The peculiarity is indicated by Fielding's method. Scott, who, like Fielding, generally describes from the outside, is content to keep himself in the background. "Here," he says to his readers, "are the facts; make what you can of them." Fielding will not efface himself; he is always present as chorus; he tells us what moral we ought to draw; he overflows with shrewd remarks, given in their most downright shape, instead of obliquely suggested through the medium of anecdote; he likes to stop us as we pass through his portrait-gallery; to take us by the button-hole and expound his views of life and his criticisms on things in general. His remarks are often so admirable that we prefer the interpolations to the main current of narrative. Whether this plan is the best must depend upon the idiosyncrasy of the author; but it goes some way to explain one problem, over which Scott puzzles himself, namely, why, Fielding's plays are so inferior to his novels. There are other reasons, external and internal; but it is at least clear that a man who can never retire behind his puppets is not in the dramatic frame of mind. He is always lecturing where a dramatist must be content to pull the wires. Shakespeare is really as much present in his plays as Fielding in his novels; but he does not let us know it; whereas the excellent Fielding seems to be quite incapable of hiding his broad shoulders and lofty stature behind his little puppet-show.

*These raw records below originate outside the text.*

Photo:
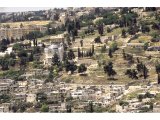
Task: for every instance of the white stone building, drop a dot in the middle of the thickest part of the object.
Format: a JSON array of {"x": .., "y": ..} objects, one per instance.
[{"x": 51, "y": 50}]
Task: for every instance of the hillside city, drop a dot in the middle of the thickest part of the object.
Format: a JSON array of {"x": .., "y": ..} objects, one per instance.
[{"x": 80, "y": 60}]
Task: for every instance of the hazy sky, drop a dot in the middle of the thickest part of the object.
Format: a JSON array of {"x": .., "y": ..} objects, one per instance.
[{"x": 21, "y": 9}]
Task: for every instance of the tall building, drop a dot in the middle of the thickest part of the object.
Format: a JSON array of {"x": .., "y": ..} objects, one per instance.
[{"x": 17, "y": 33}]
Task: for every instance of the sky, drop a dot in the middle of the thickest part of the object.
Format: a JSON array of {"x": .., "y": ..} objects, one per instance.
[{"x": 21, "y": 9}]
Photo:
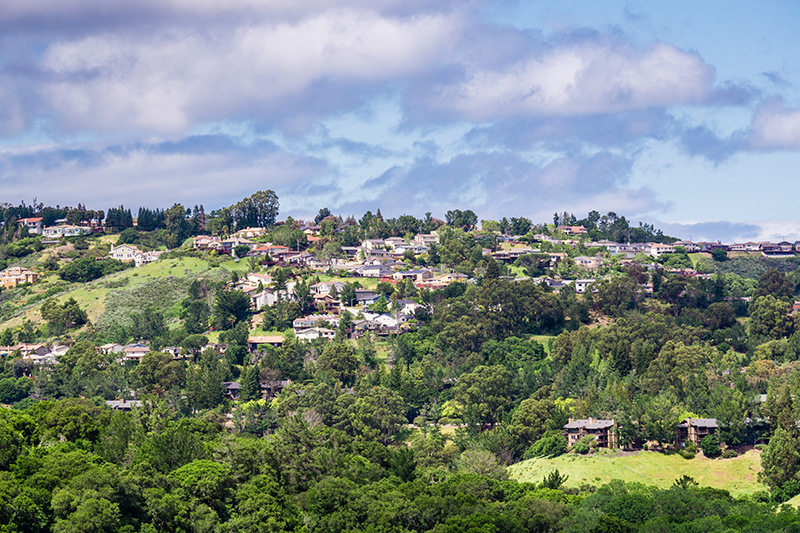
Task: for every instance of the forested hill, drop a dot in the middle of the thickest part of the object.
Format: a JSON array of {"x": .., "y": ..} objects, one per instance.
[{"x": 333, "y": 377}]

There are, of course, actors in Fielding's world who can be trusted to speak for themselves. Tom Jones, at any rate, who is Fielding in his youth, or Captain Booth; who is the Fielding of later years, are drawn from within. Their creator's sympathy is so close and spontaneous that he had no need of his formulae and precedents. But elsewhere he betrays his method by his desire to produce his authority. You will find the explanation of a certain line of conduct, he says, in "human nature, page almost the last." He is a little too fond of taking down that volume with a flourish; of exhibiting his familiarity with its pages, and referring to the passages which justify his assertions. Fielding has an odd touch of the pedant. He is fond of airing his classical knowledge; and he is equally fond of quoting this imaginary code which he has had to study so thoroughly and painfully. The effect, however, is to give an air of artificiality to some of his minor characters. They show the traces of deliberate composition too distinctly, though the blemish may be forgiven in consideration of the genuine force and freshness of his thinking. If manfactured articles, they are not second-hand manufactures. His knowledge, unlike that of the good Parson Adams, comes from life, not books.

The worldly wisdom for which Fielding is so conspicuous had indeed been gathered in doubtful places, and shows traces of its origin. He had been forced, as he said, to choose between the positions of a hackney coachman and of a hackney writer. "His genius," said Lady M. W.